In honor of the upcoming marriage of HLJ to ESS:
Here’s a magnificent recipe, inspired by the fact that this year is the #Year of the #Pulse! You know how much I love beans and the flavors developed by slow cooking! Try putting it up right now, and you’ll have a very special, delicious and nutritious meal for dinner tonight. Of course, if you’re me, you might decide to make it tonight instead of in the morning, so it will be ready just in time for breakfast tomorrow.
Whenever food cooks in our slow cooker through the night, it gives me delicious dreams. Sometimes it even wakes me up, a few times for a few moments, to savor the smells. Then, when morning comes, I can barely get myself up and dressed fast enough in my hurry to get downstairs to eat my yummy breakfast from the crockpot! I’m not kidding — consider yourself forewarned.
Ingredients
- 1 cup dry, white navy beans
- 8 chicken thighs (bone-in)
- 8 chicken legs (bone-in)
- 1 fennel bulb, sliced thinly
- 2 cups tomato juice, spicy
- 1 large can (28 oz) whole tomatoes, sliced in half (add the juices, do not discard)
- 1 tsp dry basil
- 1 tsp dry oregano
- 1 tsp hot paprika
- 1/2 cup celery, sliced thinly (1/4 inch)
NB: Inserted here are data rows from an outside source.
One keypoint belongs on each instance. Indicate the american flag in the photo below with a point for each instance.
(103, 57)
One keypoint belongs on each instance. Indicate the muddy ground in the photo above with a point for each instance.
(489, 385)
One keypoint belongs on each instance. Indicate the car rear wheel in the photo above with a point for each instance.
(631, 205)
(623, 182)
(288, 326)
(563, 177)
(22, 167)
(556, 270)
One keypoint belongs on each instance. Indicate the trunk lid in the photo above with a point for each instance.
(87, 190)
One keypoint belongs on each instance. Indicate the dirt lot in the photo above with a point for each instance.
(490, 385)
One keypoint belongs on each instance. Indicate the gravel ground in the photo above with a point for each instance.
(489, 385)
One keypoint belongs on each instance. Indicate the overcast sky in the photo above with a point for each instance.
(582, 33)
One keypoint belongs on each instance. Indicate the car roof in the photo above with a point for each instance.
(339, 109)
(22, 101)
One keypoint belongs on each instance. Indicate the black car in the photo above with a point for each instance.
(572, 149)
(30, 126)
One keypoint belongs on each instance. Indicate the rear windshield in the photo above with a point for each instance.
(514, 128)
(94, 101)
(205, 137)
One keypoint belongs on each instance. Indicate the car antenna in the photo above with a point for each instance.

- 1 cup carrot, sliced thickly (1 inch)
- 2 medium-large onions, peeled and chopped coarsely
- 1/2 tsp. Kosher salt
- 3/4 tsp. black pepper
- 1/2 tsp. garlic powder
- 1 bunch flat-leaf parsley, fresh
Instructions
- Arrange the chicken legs and thighs in the bottom of a large 6-quart slow cooker. Add the beans, tomatoes and tomato juices, celery, carrots, onion, herbs and spices.
- Cover and cook on low for 10-12 hours (or on high for 6-8 hours). Garnish with parsley if desired just prior to serving. Makes 10-12 servings.